The one thing to be careful of, of course, is that managers should only be using it where they think they can make more than the cost of servicing that debt. So, they've got to have pretty high conviction in the markets to be able to invest it for their shareholders.
Wall: It sounds like that can exacerbate losses as well as increase performance then?
Beard: Absolutely. So, when it’s good, it's very, very good. And when it's bad, it can be horrid.
Wall: Are there any examples where perhaps gearing has worked against the fund manager?
Beard: So, one very good example is Invesco Leveraged High Yield (ILH). The clue is in the name. It's leveraged and it is high yield debt. So, in 2008 this fund had really a quite tough time and we all know what happens to the high yield market then; values were plummeting, the fund was well over 50% geared, and it got to the point where in October or November that year, they had to do a rescue rights issue because they were in danger of the fund basically imploding.
That's not to say that it was a bad use of gearing, but it's a good example of when – if markets go against you, it can be quite nasty. Now, to be fair, although they lost something like 60% that year, the following year they made about 130%, but the bottom line is that's not the kind of returns profile that an investor expects when investing in high yield debt. So, even you need to look at the risk return reward that you are getting.
Wall: Are there any examples where gearing perhaps has produced more consistent returns?
Beard: So, one very good example is Baillie Gifford Japan (BGFD); Sarah Whitley. It's quite a challenging market to make money in the last 20 years, apart from the last year or so. Sarah has consistently had gearing in the fund. She has used it exceptionally well. She hasn't produced a very high risk profile, but the risk return stats have been excellent. So, she's made money in years, for example, where the markets gone down, and yet she has managed to produce positive return for her shareholders. So, that's really good use of gearing where it really has added value.
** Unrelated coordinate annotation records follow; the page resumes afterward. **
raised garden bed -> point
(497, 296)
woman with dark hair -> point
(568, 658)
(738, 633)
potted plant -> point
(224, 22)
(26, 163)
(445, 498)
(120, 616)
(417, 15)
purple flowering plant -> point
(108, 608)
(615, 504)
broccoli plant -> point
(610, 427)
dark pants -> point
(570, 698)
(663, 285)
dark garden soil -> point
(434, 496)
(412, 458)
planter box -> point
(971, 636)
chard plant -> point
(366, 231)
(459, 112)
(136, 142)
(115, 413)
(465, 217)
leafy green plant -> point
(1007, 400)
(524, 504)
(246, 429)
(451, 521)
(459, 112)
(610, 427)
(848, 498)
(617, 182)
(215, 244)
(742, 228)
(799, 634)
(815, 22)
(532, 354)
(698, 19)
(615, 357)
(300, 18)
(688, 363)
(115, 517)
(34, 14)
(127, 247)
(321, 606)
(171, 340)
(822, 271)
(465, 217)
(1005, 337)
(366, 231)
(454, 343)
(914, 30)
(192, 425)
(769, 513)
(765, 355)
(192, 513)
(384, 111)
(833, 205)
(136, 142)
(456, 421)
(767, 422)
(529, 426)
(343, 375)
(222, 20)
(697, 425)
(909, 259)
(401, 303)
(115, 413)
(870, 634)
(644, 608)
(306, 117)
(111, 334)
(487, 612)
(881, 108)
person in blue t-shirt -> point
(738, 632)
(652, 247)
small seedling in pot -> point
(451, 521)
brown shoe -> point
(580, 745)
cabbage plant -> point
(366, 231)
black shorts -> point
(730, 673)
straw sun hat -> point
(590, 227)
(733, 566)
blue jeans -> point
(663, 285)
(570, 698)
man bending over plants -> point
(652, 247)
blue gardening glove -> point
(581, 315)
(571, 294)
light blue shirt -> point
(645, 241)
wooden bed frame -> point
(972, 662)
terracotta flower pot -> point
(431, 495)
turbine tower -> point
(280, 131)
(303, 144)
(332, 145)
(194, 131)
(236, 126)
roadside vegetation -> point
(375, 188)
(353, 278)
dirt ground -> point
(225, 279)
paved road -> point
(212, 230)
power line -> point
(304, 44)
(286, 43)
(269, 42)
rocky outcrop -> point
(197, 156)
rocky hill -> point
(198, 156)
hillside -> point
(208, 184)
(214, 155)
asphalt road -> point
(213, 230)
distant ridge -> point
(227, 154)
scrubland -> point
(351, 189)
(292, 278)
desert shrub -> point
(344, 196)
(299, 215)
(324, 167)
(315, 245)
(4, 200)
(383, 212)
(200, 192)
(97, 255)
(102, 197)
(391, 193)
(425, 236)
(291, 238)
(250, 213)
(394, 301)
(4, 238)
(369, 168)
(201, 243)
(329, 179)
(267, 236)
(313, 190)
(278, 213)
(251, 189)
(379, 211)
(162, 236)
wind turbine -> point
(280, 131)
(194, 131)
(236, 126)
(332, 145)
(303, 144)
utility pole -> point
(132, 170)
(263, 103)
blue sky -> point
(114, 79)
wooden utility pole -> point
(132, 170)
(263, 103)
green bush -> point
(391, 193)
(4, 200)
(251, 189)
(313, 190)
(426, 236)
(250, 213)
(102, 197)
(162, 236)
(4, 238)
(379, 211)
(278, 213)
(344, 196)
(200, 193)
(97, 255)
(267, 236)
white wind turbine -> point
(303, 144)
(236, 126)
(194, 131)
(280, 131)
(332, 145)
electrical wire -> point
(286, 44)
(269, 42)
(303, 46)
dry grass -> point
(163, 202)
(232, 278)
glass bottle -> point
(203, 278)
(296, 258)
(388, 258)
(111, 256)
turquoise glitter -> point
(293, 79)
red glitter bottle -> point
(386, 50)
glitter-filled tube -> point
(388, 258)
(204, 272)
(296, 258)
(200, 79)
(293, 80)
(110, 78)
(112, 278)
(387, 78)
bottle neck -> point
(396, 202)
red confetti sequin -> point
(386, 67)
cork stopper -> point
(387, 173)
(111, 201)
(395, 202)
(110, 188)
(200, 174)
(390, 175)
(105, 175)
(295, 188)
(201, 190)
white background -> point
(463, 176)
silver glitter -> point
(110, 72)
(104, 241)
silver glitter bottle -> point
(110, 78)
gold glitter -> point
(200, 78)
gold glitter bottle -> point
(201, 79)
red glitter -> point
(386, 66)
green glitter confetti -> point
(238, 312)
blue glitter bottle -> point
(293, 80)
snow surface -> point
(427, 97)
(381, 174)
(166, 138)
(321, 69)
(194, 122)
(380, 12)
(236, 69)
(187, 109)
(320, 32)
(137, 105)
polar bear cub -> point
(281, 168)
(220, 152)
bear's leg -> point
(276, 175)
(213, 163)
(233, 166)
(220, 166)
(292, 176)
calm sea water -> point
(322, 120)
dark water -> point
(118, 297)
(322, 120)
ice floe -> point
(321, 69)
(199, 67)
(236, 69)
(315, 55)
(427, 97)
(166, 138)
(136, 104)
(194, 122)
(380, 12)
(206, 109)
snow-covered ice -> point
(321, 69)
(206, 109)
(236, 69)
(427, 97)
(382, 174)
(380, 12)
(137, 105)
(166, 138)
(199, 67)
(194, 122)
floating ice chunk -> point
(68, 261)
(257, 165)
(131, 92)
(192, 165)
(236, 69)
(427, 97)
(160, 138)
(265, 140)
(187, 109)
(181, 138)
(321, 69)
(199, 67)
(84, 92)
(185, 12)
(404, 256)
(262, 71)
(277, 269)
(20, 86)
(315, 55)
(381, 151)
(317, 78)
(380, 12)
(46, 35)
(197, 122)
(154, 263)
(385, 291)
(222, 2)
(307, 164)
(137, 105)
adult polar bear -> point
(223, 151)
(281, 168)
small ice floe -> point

Wall: And another example?
Beard: So, slightly different one is JPMorgan Claverhouse (JCH). Last year, they had a bit of a change to their portfolio strategy. So, William Meadon joined Sarah Emly, as the co-manager, and the Board's view there is that 10% geared is their neutral position. And what they've done is they've given William parameters around which to flex that gearing, so he can move it as he sees fit. To be very sort of short-term tactical moves, he is part of the asset allocation committee, so he is taking those views from JPMorgan down. He is really flexing it and moving it around quite a lot, but it's very short-term and it's very controlled. So you're not going to see wild swings, but you will see him move it. It's only been a year or 18 months in operation, but so far he is doing quite a good job.
Wall: Jackie, thank you very much.
Beard: Thanks.
Wall: This is Emma Wall for Morningstar. Thank you for watching.